Kedua, tokoh Perbandingan Agama Indonesia, A. Mukti Ali (alm.) yang juga mantan Menteri Agama RI di awal tahun 70-an, setelah melakukan studi terhadap beberapa pemikiran tentang kerukunan hidup beragama, sampai kepada kesimpulan bahwa teori yang paling tepat untuk menyikapi pluralitas agama, khususnya dalam konteks Indonesia adalah apa yang ia sebut agree in disagreement.
Secara terminologis istilah ini berarti “setuju dalam ketidaksetujuan” atau ”setuju dalam perbedaan”. Mukti Ali menulis: ”Setuju dalam perbedaan berarti orang mau menerima dan menghormati orang lain dengan segala totalitasnya, menerima dan menghormati orang lain dengan seluruh aspirasinya, keyakinannya, kebiasaannya dan pola hidupnya, menerima dan menghormati orang lain dengan kebebasannya untuk menganut agamanya” (Mukti Ali, 1978:84-5).

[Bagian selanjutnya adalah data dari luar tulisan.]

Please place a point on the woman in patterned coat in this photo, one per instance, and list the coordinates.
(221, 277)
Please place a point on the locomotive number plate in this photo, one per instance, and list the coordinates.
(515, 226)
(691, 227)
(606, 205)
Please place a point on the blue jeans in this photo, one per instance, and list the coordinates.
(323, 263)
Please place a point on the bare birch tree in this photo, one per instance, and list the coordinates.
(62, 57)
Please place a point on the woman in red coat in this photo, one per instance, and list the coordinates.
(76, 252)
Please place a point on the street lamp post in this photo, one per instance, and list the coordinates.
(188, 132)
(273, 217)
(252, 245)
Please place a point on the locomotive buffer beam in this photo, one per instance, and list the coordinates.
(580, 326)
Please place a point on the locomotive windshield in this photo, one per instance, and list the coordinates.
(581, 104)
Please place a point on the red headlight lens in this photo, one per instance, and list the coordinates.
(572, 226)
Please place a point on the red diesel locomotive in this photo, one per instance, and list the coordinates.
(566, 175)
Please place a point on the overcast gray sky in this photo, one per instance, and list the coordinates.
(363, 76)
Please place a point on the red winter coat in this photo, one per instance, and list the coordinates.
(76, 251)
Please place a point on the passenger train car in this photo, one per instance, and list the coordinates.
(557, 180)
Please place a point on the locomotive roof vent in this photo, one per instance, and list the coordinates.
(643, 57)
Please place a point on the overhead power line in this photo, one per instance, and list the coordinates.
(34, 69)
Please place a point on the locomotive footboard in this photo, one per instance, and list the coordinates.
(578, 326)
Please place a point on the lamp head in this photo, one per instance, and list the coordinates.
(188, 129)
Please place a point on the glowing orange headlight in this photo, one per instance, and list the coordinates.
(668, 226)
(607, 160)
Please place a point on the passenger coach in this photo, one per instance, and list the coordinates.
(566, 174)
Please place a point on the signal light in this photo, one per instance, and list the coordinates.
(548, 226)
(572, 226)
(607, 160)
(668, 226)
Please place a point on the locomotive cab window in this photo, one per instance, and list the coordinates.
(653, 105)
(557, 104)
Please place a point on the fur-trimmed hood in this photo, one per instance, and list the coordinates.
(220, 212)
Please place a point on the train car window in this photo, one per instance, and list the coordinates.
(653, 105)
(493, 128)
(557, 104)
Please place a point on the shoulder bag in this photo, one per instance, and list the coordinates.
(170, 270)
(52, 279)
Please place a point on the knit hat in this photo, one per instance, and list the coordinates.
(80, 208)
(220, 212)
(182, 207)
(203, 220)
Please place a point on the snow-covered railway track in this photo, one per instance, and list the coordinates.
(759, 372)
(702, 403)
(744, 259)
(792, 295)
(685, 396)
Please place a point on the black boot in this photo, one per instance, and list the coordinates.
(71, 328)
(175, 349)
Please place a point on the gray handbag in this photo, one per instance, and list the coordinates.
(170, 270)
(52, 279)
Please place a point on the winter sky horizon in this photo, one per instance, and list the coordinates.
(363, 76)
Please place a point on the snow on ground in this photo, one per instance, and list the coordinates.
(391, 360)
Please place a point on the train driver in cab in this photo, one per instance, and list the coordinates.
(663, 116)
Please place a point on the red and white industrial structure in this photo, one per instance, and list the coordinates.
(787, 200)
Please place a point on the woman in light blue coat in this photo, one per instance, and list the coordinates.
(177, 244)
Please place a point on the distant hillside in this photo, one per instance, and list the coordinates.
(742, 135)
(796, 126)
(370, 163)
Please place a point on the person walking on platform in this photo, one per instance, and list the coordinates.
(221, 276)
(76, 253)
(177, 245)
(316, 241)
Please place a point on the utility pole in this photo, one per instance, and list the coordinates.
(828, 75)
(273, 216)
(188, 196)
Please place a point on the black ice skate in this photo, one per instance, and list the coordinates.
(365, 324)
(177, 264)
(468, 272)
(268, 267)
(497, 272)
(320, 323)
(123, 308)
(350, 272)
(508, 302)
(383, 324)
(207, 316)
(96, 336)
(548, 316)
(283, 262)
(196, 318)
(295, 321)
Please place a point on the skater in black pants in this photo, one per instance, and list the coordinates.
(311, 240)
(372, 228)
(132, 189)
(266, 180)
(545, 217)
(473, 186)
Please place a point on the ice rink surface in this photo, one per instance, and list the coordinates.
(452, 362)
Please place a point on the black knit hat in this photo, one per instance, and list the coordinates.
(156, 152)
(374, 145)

Ketiga, dialog antar umat beragama yang dimaksudkan sebagai upaya menciptakan saling pemahaman tentang agama lain, baik secara khusus mengenai konsep keagamaan maupun secara umum membicarakan persoalan bersama yang membutuhkan kerjasama pada tataran sosiologis. Karenanya dialog bisa dilakukan, baik misalnya untuk memahami konsep ketuhanan versi masing-masing agama, maupun untuk mendialogkan pememberantasan perjudian di masyarakat dari kacamata agama-agama. Dengan demikian dalam dialog tidak ada motivasi provokasi, ajakan konversi, maupun upaya-upaya pendistorsian dan pereduksian terhadap suatu agama dan sebaliknya mengunggul-unggulkan agama tertentu. Dialog tidak dimaksudkan untuk mengkomparasikan konsep agama-agama untuk kemudian digiring ke arah rekonsepsi sambil meneguhkan eksistensi konsep agama tertentu. Dialog juga bukan ajang untuk membongkar pasang dan mengutak-atik keimanan, menuju pemahaman bahwa semua agama sama saja.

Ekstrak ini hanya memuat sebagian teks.